At a press conference held at Logan Airport, a visibly shaken member of the NTSB offered the following statement.
“As far as we can determine, the entirety of the Boeing 777, along with the seats, luggage, clothing on the passengers… basically, anything not biological, disappeared at around 27,000 feet, dropping the passengers and crew into the Atlantic.”
This new version of Flight404 was going to be a narrative. I would still post Flash experiments, but it would be intertwined with my personal search to try and find out why and how this event transpired. I began to research. I looked on eBay for people that were selling flight data recorders. Surprisingly, there were several. I ended up buying one from an ex pilot for American Airlines. He was very nice and gave me a bunch of airport maps. I asked him very odd questions like, “So… if a plane were to disappear over the Atlantic, how would Flight Control find out about it and what protocol do they follow to deal with this event,” and “If you were flying a plane nearby a plane that suddenly disappears, would you be required to divert your course and investigate?”. He didn’t give me very good answers.
Flight Recorder with water-activated sonar beacon.
Maps and approach vectors for most major airports around the world.

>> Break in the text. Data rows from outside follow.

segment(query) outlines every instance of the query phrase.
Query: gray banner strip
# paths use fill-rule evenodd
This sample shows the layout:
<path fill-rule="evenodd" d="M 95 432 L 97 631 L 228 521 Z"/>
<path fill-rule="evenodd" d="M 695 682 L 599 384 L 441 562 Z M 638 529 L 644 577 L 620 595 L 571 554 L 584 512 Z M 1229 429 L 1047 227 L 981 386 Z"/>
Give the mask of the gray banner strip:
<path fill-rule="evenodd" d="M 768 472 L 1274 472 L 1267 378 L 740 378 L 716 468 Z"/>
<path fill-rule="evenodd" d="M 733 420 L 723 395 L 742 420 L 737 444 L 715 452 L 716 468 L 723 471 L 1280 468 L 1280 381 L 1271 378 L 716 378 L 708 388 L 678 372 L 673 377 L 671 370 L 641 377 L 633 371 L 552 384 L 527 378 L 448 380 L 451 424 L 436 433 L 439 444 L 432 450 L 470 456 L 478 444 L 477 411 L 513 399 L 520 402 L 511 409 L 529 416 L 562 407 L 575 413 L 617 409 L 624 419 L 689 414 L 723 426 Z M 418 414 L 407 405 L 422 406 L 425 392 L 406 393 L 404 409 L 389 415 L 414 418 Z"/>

I had the first few bits of the story written. I would say that I was contacted by some of the family of people lost on Flight404 asking that I look into the events and try to find out what happened and if there was a government coverup. I created a few Flash sketches to add to the portfolio section of the site. These projects were also navigated to using an airplane floor-plan. I also had projects to represent the position of the pilot and first officer. I gave everyone names. I even wrote out the transcript for the cockpit voice recorder for when the black box would eventually be found, oddly not at the bottom of the Atlantic but in a field 10 miles north of Boston.
I had the homepage animation all set. After everything loaded, white dots would begin to fell from the top of the screen and when they hit the bottom of the screen, they would turn into gravestone markers. I had the first bit of the narrative written. I had a handful of projects in the portfolio section. I was ready to launch but there was a bug in my navigation that I could not figure out. I had some weird sorting issue for the projects so if I clicked on project 15D, 14D would try to load but I just couldn’t find this simple indexing error. I decided to postpone the launch. I would go to sleep and figure out the bug the next day. That was September 10th, 2001.

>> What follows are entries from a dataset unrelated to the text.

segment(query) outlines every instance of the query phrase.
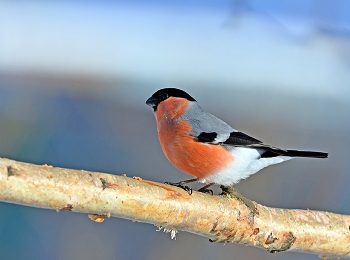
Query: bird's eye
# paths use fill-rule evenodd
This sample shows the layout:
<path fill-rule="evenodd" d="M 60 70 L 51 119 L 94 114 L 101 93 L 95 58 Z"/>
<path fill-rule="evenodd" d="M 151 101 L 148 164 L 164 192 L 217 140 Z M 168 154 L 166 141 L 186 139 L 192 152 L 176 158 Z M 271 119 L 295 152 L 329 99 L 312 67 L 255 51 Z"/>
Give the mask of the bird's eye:
<path fill-rule="evenodd" d="M 159 93 L 158 100 L 160 102 L 162 102 L 162 101 L 166 100 L 168 97 L 169 97 L 169 95 L 167 93 Z"/>

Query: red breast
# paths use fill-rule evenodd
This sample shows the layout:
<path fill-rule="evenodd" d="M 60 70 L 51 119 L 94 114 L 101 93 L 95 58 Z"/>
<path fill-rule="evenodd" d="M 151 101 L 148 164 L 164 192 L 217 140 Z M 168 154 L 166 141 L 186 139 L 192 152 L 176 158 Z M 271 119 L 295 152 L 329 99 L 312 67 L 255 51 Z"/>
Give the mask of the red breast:
<path fill-rule="evenodd" d="M 155 112 L 158 136 L 168 160 L 181 171 L 197 178 L 227 169 L 233 155 L 221 145 L 200 143 L 191 136 L 189 122 L 178 121 L 189 105 L 184 98 L 169 97 L 161 102 Z"/>

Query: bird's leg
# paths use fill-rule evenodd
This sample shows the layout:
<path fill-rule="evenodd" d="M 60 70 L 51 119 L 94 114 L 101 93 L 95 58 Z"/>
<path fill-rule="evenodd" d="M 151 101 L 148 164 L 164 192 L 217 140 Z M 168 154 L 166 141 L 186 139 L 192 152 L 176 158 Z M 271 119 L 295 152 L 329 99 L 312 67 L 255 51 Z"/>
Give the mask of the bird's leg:
<path fill-rule="evenodd" d="M 221 192 L 221 196 L 227 196 L 230 198 L 236 198 L 239 201 L 241 201 L 249 210 L 250 210 L 250 214 L 249 214 L 249 219 L 248 222 L 250 223 L 250 225 L 254 224 L 254 217 L 256 215 L 259 215 L 259 212 L 257 211 L 255 204 L 247 199 L 246 197 L 244 197 L 241 193 L 239 193 L 239 191 L 234 187 L 234 186 L 220 186 L 222 192 Z"/>
<path fill-rule="evenodd" d="M 168 185 L 171 185 L 171 186 L 176 186 L 176 187 L 179 187 L 181 189 L 184 189 L 185 191 L 188 192 L 188 194 L 192 194 L 192 188 L 185 185 L 187 183 L 191 183 L 191 182 L 195 182 L 195 181 L 198 181 L 198 178 L 196 179 L 190 179 L 190 180 L 185 180 L 185 181 L 179 181 L 179 182 L 165 182 L 165 184 L 168 184 Z"/>
<path fill-rule="evenodd" d="M 200 188 L 198 191 L 199 192 L 203 192 L 203 193 L 211 193 L 211 195 L 213 195 L 213 190 L 208 189 L 210 186 L 213 186 L 215 183 L 209 183 L 207 185 L 205 185 L 204 187 Z"/>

Two weeks later, President Bush raised the White House flag back to full mast so I decided to launch the site. I put a lot of work into this site and I wasn’t going to scrap it just because some terrorists decided to crash some planes. I put a notice on the home page indicating my feelings on the subject. I explained that I had been working on the site concept for over three months and that I had intended to launch on the 10th. I didn’t want to throw away all that hard work and start from scratch. I wanted to get on with my life.
Fairly quickly, the site made the rounds on the usual Flash forums and the comments were somewhat scathing. I was told that I was sick and that I was trying to profit from an act of terrorism. I was accused of taking advantage of an American tragedy. I was eventually interviewed by the New York Times. I got a $3000 server bill in the first month and eventually my site was shut down until I could pay off the debt.

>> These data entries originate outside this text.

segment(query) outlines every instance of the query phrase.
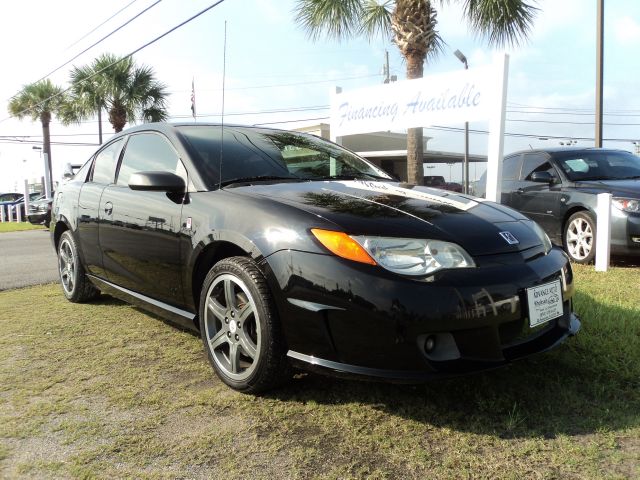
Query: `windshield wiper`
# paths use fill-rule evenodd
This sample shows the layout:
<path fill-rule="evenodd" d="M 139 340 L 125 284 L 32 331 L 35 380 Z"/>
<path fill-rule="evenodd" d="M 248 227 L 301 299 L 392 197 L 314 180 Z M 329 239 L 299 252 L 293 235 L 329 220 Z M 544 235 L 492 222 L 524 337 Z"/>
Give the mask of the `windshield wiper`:
<path fill-rule="evenodd" d="M 303 179 L 300 177 L 284 177 L 279 175 L 254 175 L 253 177 L 230 178 L 229 180 L 225 180 L 220 184 L 223 187 L 226 187 L 227 185 L 231 185 L 233 183 L 262 182 L 265 180 L 303 180 Z"/>

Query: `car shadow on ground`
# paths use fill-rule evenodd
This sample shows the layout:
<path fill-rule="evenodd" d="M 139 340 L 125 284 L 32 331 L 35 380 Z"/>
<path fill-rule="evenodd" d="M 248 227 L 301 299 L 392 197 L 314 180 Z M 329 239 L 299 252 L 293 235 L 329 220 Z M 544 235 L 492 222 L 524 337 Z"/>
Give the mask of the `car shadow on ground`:
<path fill-rule="evenodd" d="M 589 311 L 606 308 L 612 320 L 631 318 L 629 311 L 588 296 L 578 294 L 577 300 Z M 627 327 L 596 329 L 587 321 L 556 351 L 480 374 L 421 385 L 305 374 L 267 396 L 304 404 L 361 403 L 405 419 L 502 438 L 620 430 L 640 425 L 640 367 L 629 361 L 640 346 L 640 331 L 637 325 Z M 635 343 L 625 345 L 624 334 Z"/>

It lasted for a few months. The storyline got more and more convoluted and I wrote myself into a decent sized hole. I quit updating after cops escorted me off a parking garage roof in downtown Boston. I had been shooting video of the planes taking off from Logan airport, which is a couple miles away. Some people on the upper floor of a nearby hotel saw me and decided I looked suspicious enough to warrant calling the police. I got annoyed. Version 6 arrived soon after.